Mental Health U
Mental Health U is a podcast dedicated to demystifying and destigmatizing mental health issues. If you or someone you know is struggling with depression, anxiety, trauma, or some other mental health issue, then this podcast is for you.
Mental Health U
The Power of Goals: Strengthening Mental and Physical Health Through Intentional Living
Embark on a transformative journey with us as Amy Kobold, COO of Unison Health and a seasoned runner, joins the conversation to reveal how setting goals can revolutionize both your mental and physical health.

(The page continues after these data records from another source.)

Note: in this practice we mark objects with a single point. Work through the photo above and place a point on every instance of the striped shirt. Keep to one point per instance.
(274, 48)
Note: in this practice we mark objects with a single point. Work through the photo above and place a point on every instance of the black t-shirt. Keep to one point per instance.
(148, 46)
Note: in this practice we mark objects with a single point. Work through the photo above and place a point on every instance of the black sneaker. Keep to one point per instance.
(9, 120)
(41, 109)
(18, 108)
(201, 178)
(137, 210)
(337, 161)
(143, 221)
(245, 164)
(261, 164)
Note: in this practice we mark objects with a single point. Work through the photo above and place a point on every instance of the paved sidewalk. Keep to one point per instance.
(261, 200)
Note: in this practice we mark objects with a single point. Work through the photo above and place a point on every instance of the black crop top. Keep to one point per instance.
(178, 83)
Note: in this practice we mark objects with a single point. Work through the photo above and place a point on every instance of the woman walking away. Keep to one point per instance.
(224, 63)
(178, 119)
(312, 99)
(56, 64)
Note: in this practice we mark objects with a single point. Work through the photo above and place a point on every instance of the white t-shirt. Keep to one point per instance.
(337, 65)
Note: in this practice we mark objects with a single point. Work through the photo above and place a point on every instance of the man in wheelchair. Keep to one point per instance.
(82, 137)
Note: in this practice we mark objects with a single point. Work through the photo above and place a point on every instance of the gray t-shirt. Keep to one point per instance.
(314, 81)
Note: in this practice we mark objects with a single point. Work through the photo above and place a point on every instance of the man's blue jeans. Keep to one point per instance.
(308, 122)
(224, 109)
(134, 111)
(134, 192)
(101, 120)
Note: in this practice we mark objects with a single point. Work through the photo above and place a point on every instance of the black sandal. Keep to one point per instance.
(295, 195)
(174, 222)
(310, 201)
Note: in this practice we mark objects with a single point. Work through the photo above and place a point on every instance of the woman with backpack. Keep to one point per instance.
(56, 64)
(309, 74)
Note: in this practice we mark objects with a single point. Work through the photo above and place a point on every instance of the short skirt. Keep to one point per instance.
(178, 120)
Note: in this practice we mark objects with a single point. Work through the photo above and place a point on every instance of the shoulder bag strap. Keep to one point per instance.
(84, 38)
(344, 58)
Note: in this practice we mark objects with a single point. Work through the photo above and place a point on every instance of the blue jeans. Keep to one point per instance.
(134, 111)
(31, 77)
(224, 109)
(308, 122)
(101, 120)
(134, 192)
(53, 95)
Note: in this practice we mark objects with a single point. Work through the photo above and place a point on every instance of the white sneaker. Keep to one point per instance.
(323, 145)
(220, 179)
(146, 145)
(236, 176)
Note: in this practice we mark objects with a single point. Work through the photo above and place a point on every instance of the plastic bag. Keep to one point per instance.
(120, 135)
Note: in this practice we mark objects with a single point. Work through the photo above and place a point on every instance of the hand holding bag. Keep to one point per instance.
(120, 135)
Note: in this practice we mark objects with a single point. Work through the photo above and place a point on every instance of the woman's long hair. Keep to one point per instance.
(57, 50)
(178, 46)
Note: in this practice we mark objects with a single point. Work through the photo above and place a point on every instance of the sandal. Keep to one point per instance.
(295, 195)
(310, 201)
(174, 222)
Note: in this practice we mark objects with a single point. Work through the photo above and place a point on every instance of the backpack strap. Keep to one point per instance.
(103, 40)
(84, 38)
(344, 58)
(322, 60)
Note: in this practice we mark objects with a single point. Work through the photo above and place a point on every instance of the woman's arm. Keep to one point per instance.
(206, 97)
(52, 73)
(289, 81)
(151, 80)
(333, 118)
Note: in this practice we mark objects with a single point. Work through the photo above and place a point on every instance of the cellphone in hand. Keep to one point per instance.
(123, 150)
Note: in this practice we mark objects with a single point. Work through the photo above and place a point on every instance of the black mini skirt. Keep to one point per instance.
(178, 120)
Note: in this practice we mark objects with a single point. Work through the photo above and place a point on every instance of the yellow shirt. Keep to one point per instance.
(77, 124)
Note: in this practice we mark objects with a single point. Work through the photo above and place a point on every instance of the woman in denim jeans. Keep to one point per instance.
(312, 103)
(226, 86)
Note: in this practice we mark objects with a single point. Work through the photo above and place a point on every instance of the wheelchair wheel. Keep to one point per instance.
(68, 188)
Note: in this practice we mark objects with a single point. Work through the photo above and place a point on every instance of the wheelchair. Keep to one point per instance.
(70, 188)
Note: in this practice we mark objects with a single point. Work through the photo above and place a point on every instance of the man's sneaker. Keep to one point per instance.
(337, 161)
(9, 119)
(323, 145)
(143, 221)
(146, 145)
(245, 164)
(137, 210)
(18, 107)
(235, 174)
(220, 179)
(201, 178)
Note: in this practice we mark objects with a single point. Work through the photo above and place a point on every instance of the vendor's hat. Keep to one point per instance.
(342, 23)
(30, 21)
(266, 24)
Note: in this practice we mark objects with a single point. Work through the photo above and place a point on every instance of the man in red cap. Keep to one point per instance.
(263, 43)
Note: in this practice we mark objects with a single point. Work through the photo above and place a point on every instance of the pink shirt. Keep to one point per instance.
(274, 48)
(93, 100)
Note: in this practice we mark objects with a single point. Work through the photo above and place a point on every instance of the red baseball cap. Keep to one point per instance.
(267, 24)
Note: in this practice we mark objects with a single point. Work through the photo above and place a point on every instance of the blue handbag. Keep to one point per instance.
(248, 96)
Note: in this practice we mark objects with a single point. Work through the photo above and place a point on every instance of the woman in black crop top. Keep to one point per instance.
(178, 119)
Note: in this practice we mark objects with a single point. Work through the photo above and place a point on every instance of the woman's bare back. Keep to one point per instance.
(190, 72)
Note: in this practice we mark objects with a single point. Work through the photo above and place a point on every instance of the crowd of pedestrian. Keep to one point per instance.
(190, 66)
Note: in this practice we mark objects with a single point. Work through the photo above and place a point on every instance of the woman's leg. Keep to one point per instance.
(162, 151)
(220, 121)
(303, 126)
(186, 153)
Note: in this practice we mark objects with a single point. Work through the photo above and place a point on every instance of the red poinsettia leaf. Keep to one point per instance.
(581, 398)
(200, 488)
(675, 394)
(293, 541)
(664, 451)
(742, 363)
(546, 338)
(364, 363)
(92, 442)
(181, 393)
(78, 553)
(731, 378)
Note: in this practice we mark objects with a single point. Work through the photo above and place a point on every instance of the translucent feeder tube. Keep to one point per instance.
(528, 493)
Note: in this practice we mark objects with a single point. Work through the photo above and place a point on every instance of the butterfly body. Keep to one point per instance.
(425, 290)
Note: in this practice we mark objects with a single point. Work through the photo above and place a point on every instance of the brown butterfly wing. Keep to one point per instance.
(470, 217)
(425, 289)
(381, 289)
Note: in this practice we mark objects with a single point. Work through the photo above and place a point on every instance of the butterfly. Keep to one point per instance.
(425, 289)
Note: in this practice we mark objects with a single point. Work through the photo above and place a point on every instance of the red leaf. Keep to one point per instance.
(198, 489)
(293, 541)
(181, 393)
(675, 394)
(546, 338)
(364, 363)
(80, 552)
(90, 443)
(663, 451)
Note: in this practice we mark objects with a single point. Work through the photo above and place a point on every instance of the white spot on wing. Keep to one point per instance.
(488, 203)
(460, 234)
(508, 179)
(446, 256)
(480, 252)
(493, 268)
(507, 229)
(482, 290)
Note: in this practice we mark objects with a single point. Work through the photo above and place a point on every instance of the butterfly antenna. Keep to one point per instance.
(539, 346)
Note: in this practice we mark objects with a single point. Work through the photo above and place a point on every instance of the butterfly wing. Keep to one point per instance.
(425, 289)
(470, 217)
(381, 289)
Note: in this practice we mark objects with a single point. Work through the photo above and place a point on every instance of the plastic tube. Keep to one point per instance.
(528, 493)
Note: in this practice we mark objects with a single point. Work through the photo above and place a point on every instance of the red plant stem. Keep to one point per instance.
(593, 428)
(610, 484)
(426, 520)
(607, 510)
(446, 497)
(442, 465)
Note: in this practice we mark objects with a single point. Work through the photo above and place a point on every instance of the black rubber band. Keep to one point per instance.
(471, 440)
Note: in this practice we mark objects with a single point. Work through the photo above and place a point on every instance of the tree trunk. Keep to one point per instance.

This episode is your ticket to learning how the grit and discipline from Amy's fitness regimen translate into an unstoppable resilience across all facets of life, whether you're juggling the demands of parenting or steering through the challenges of executive leadership. Through personal stories and Amy's own ascent from clinician to COO, we uncover the profound connection between professional growth and personal well-being.
Discover the art of goal mastery as we break down the process of turning lofty dreams into everyday reality. I'll share with you the method behind setting achievable targets and the importance of celebrating each small triumph along the way. You'll learn the necessity of having a game plan, the magic of accountability, and why it's crucial to forgive yourself when life throws a curveball. This episode isn't just about charting a path to success—it's about recognizing that every step forward is a victory in itself.
Finally, we address the essential topic of mental fortitude. This isn't just a talk about discipline; it's a guide to building the kind of mental resilience that can weather any storm. Amy and I provide you with actionable wellness tips and remind anyone struggling that help, like what's offered at Unison Health, is within reach. We close by reinforcing the message that life's true achievement is in the journey—continually striving to be our best selves with a dose of kindness towards oneself and others. This episode is more than just a conversation; it's a roadmap to a more fulfilled, balanced life.
And that's what we talk about all the time in the gym is we do hard things here so we can do hard things outside of the gym. And whether that's parenting my you know my kids when they're having a rough day or a difficult challenge at work, when you, when you make a commitment to yourself and you keep it, it breeds confidence.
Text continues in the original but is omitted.